We can then read whatever we like.
Comments
I read Mieville's "The City And The City" on the strength of you tweeting about his personal appearance at the Free Word Centre (incidentally my place of work) and the recommendation of my friendly neighbourhood indie bookstore owner. I'd also read an interesting blog questioning why Mielville was never mentioned for a place on The Booker, because he was essentially disqualified by being a fantasy writer.
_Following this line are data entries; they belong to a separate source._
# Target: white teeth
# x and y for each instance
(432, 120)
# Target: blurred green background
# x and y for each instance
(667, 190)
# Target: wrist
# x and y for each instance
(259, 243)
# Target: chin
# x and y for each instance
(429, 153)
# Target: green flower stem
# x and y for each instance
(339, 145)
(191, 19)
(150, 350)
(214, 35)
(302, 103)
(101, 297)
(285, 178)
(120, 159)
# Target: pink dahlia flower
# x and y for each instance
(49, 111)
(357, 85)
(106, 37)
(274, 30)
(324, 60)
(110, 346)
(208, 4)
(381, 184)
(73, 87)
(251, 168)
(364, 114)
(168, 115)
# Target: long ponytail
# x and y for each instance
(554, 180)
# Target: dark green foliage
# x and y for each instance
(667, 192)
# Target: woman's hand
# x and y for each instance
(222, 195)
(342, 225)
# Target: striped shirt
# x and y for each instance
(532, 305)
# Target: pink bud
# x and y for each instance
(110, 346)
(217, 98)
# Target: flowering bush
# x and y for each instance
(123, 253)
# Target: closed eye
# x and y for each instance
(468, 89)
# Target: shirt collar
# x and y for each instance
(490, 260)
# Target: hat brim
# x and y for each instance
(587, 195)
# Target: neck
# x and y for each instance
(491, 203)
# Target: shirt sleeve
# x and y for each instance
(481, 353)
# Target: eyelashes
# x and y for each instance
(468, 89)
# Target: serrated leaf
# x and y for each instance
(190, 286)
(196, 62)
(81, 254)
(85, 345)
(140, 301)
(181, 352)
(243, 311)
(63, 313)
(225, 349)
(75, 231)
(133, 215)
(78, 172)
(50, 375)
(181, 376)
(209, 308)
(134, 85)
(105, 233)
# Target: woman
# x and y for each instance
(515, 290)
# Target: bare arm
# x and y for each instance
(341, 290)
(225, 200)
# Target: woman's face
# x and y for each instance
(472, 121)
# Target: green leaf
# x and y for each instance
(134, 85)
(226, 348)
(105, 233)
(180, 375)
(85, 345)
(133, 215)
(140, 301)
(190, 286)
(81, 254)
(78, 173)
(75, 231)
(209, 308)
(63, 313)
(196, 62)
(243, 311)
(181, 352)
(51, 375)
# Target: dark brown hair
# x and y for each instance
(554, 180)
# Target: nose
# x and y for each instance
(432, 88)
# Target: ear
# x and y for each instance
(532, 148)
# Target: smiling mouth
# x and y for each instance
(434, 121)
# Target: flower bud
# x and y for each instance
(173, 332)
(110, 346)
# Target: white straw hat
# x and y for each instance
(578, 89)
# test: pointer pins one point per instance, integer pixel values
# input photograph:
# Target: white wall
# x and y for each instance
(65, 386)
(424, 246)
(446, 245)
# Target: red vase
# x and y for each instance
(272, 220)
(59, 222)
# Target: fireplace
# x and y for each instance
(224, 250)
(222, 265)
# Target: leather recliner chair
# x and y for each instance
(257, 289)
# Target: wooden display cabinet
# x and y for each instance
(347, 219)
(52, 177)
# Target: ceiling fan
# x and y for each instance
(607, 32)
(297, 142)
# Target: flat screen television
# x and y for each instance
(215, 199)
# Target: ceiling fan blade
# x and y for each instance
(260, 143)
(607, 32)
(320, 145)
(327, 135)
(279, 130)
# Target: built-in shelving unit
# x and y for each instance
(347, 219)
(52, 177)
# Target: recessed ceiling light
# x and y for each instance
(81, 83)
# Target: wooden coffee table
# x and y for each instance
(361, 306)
I will read more Mieville, but "CityX2" provoked my ire. To such an extent that I am now writing my first quasi-commercial and yes whisper it, GENRE book. "CityCity" is an impressive work of the imagination, a trip down psychogeography lane, but the genre part of it, ie the police procedural/thriller elelment is almost nugatory. On the sample of this one book (weak I admit)seems you can't conjoin a literary work with genre after all.
Or can you...? That's my aim. As a one-off only mind. After that, it's back to writing books of ideas and language and humanity. You know, like what we used to call fiction as written by the likes of Kafka, Faulkner, Lem, Burroughs et al.
Until then, happy pigeonnholing everybody!